Des mesures visent aussi à adapter le système judiciaire aux réalités des victimes, y compris les membres de la communauté LGBT: plans de formation pour les intervenants, bonification de l'aide aux victimes et campagnes de sensibilisation dans les cégeps, les universités et les milieux sportifs... Mieux vaut tard que jamais!

La ministre Thériault a également confirmé que la moitié des sommes annoncées iront aux organismes communautaires comme les CALACS.

Il s'agit là d'une bonne nouvelle puisque ceux-ci ont été lourdement pénalisés ces dernières par les compressions budgétaires du gouvernement Couillard.

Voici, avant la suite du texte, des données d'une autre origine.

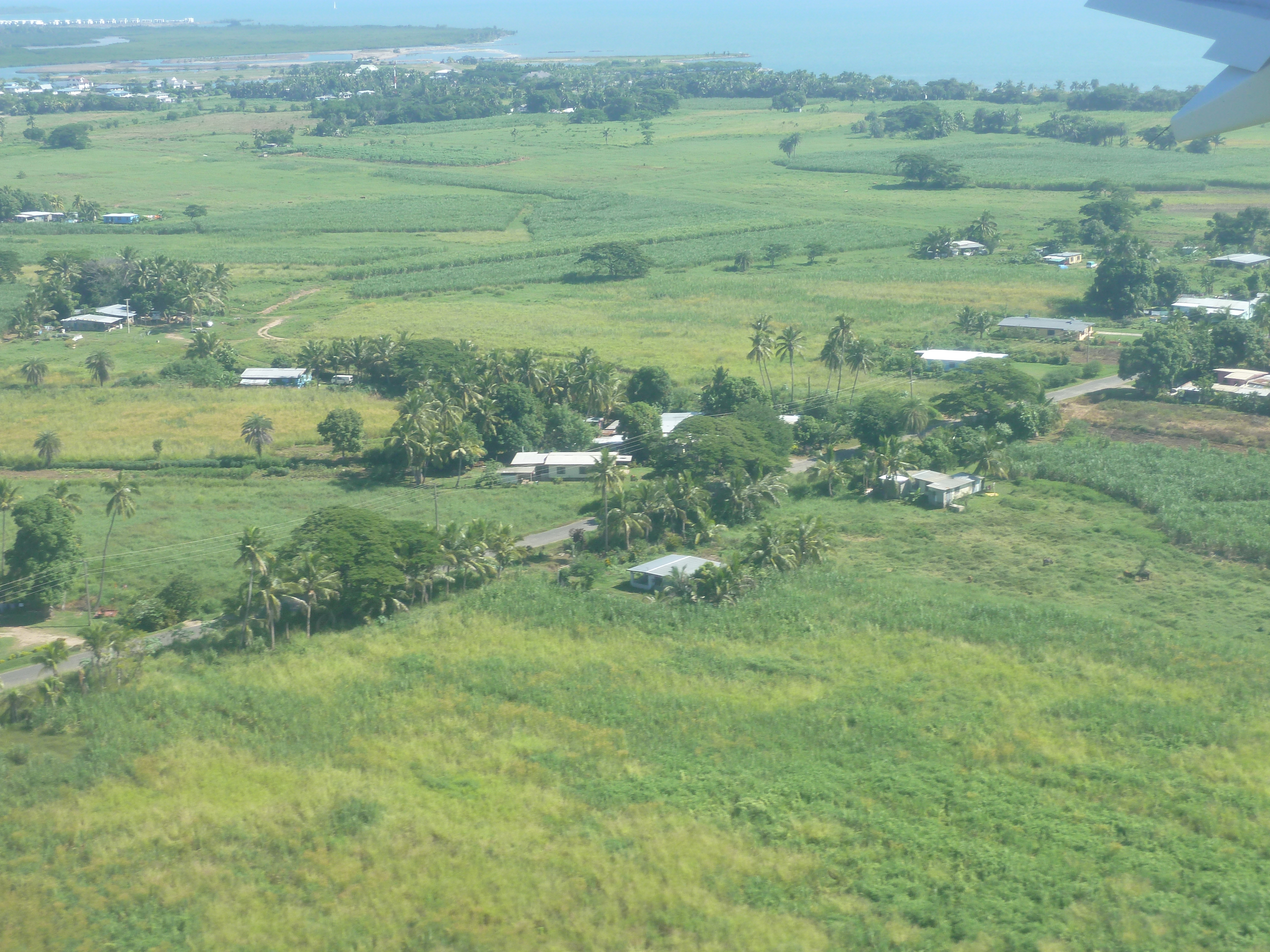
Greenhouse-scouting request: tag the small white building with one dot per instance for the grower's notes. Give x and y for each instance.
(651, 576)
(1241, 261)
(275, 378)
(956, 359)
(1217, 307)
(554, 466)
(1065, 258)
(1065, 328)
(940, 489)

Pourtant, le problème de la violence et de l'exploitation sexuelle est largement documenté et dénoncé depuis des années par les groupes de femmes. Pourquoi avoir tant attendu?

Les récentes agressions sexuelles dans une résidence pour étudiantes de l'Université Laval et les allégations de viol impliquant le député de Gerry Sklavounos ont sans doute incité le gouvernement à devancer l'annonce de cette stratégie.

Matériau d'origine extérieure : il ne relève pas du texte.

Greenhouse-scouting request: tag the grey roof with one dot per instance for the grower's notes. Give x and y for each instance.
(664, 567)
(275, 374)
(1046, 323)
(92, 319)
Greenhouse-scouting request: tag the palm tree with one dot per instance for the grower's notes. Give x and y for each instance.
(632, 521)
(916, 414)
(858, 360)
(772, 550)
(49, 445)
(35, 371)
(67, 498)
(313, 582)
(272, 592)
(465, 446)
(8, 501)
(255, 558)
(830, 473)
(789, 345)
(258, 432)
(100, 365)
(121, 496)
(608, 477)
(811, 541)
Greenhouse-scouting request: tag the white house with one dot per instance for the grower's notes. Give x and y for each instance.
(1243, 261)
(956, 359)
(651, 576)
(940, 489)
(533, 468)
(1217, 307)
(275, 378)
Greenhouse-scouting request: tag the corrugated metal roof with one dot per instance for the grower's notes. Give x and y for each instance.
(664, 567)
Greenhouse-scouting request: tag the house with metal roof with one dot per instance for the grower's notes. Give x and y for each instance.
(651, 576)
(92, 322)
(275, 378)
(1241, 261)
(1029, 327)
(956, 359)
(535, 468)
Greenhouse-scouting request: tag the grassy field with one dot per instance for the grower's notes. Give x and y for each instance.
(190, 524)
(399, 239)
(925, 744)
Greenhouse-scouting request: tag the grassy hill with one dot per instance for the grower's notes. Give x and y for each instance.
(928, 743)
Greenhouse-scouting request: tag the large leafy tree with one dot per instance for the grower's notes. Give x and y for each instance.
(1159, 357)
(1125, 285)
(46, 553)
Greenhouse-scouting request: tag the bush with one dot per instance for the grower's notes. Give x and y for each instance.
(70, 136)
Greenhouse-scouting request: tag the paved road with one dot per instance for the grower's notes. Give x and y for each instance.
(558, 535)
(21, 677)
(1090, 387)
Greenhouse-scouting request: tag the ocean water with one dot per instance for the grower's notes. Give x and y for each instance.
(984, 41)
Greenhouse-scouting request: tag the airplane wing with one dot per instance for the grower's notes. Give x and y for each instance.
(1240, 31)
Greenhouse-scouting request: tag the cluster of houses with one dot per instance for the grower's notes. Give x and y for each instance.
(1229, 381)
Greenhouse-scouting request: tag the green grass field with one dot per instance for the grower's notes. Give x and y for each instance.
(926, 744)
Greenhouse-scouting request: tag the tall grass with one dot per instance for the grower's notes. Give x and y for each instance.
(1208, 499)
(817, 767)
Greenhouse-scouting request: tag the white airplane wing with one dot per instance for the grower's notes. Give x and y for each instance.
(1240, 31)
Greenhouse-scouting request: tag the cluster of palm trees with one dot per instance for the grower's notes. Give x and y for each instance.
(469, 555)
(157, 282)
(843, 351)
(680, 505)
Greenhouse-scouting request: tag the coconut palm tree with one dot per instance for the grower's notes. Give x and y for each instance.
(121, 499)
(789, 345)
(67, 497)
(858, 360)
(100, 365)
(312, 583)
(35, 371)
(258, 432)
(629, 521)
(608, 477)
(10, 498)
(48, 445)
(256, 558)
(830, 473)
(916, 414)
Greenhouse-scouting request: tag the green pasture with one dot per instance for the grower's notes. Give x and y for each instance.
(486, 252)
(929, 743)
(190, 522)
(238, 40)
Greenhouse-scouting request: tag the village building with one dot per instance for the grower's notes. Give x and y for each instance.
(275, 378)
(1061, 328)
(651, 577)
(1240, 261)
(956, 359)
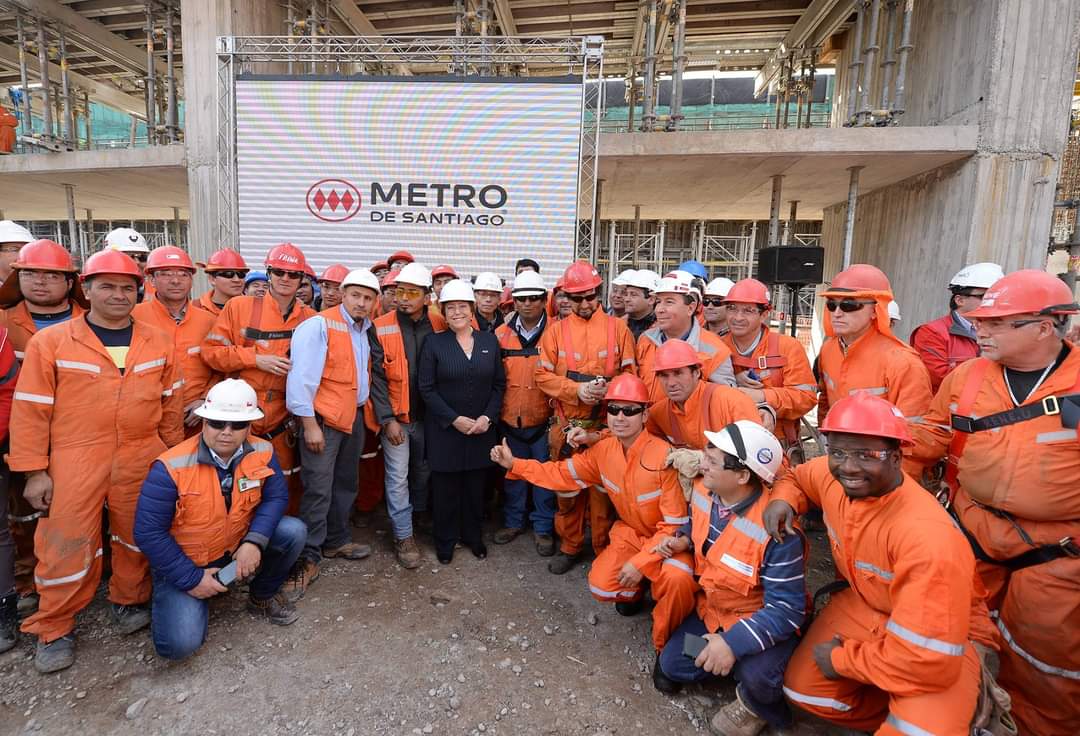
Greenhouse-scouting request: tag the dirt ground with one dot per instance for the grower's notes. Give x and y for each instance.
(494, 646)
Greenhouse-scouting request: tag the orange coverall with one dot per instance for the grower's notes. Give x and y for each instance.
(598, 344)
(251, 326)
(96, 432)
(1017, 487)
(650, 505)
(906, 664)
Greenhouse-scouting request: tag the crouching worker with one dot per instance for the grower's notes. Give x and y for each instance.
(753, 593)
(629, 466)
(215, 499)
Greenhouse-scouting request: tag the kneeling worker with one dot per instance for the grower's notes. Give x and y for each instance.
(753, 596)
(212, 505)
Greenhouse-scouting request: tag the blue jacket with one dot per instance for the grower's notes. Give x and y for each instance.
(157, 508)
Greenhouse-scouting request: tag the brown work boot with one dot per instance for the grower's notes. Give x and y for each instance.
(736, 719)
(305, 572)
(408, 553)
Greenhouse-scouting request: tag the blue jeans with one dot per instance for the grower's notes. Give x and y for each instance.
(179, 620)
(516, 492)
(407, 476)
(760, 677)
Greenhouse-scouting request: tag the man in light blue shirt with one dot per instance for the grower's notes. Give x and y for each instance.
(337, 369)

On aura beau dire que les mentalités évoluent, le sexisme, le harcèlement et la loi du silence sont encore très présents, même devant les tribunaux et au sein d'organismes respectables.

Sinon, comment expliquer, par exemple, que le harcèlement personnel et sexuel ait fait partie du quotidien des employés du Comité olympique canadien pendant des années, gracieuseté de l'ex-président Marcel Aubut, alors que la direction était au courant du problème et l'a visiblement toléré jusqu'à ce que le quotidien The Globe and Mail révèle qu'une plainte avait été déposée?

Il faut aussi rappeler le cas, très récent, du juge Robin Camp qui, lorsqu'il siégeait à la Cour provinciale de l'Alberta, avait demandé à une présumée victime d'agression sexuelle de 19 ans pourquoi elle n'avait pas simplement serré les genoux!

Ces choses-là ne s'inventent pas, tout comme les propos parfois méprisants et agressifs à l'égard des femmes et des LGBT de la part de certains humoristes et animateurs de radio-poubelle.

La stratégie gouvernementale est louable.

Mais il faudra du temps pour changer les mentalités et faire en sorte que les femmes et les jeunes filles se sentent en sécurité partout.

Pourquoi ne pas mettre aussi les jeunes dans le coup en rétablissant le plus tôt possible les cours d'éducation sexuelle dans les écoles et en donnant les outils et le soutien nécessaires aux enseignants?